Critical illness with severe pulmonary or cardiac failure is associated with high mortality. Advances in lung-protective strategies and cardiac assist devices have helped to improve survival for patients with lung or heart failure. Mortality rates can be as high as 30 to 40% for patients with ARDS (adult respiratory distress syndrome) and 50% for patients with cardiac failure. In patients who do not respond to traditional treatment algorithms, few options exist for rescue therapy.
Extracorporeal membrane oxygenation (ECMO) is a mechanical support system that provides life support through the use of a modified heart-lung machine to support gas exchange; this allows time for damaged heart or lungs to heal while "resting" the damaged organs from the effects of mechanical ventilation and inotropic drugs. ECMO is an intensive treatment that is currently used in many specialized centers to support patients with respiratory or cardiac failure who are unresponsive to conventional therapeutic interventions
Most children and adults treated with ECMO are very ill and at risk of death. Some causes of respiratory failure in neonates include respiratory distress syndrome (hyaline membrane disease), meconium aspiration syndrome, and congenital diaphragmatic hernia. Some causes of respiratory and cardiac failure in post-neonatal children (at least one month old) and adults include pneumonia, septic shock, congenital heart disease, cardiomyopathy, severe burns, and pulmonary hemorrhage. Contraindications to ECMO include overt central nervous system damage, sepsis, or other profoundly debilitating conditions that are considered incompatible with a normal life. Conventional methods of treating respiratory failure include pharmacologic treatment, supplemental oxygen and mechanical ventilation, which may further damage the lung and contribute to the increased morbidity and mortality associated with chronic pulmonary disease.

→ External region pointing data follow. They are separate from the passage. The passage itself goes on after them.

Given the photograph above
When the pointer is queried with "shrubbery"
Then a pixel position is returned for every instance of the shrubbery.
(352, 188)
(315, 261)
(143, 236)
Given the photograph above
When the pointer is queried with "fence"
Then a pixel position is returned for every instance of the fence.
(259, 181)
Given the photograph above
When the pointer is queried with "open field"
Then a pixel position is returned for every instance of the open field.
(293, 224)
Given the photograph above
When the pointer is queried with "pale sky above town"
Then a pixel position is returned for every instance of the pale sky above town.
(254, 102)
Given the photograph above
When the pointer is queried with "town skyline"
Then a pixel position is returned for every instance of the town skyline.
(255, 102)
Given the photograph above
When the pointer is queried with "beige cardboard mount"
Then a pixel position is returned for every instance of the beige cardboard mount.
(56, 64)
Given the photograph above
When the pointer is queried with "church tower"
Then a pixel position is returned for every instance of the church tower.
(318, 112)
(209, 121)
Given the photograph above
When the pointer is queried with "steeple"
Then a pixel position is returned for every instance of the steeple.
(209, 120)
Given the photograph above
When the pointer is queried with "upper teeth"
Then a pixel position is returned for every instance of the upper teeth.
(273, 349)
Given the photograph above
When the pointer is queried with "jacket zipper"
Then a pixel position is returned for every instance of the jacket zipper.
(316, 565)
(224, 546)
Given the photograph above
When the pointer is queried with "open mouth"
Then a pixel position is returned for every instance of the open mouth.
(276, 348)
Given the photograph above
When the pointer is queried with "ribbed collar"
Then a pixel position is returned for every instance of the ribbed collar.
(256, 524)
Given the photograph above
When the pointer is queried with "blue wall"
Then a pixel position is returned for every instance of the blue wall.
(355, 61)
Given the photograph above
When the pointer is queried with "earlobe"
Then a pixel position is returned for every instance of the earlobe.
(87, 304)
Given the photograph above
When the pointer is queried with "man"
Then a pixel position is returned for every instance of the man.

Severe pulmonary graft failure (PGF) is the most common cause of death within the first 30 days after lung transplantation. ECMO may provide lifesaving temporary support after lung transplantation. When cardiopulmonary bypass is discontinued the transplanted lungs are exposed to the cardiac output, which can lead to a negative effect on early allograft function, and the need for aggressive mechanical ventilation with high tidal volumes and pressures. All these factors can be avoided by the use of intra- and post-operative ECMO support.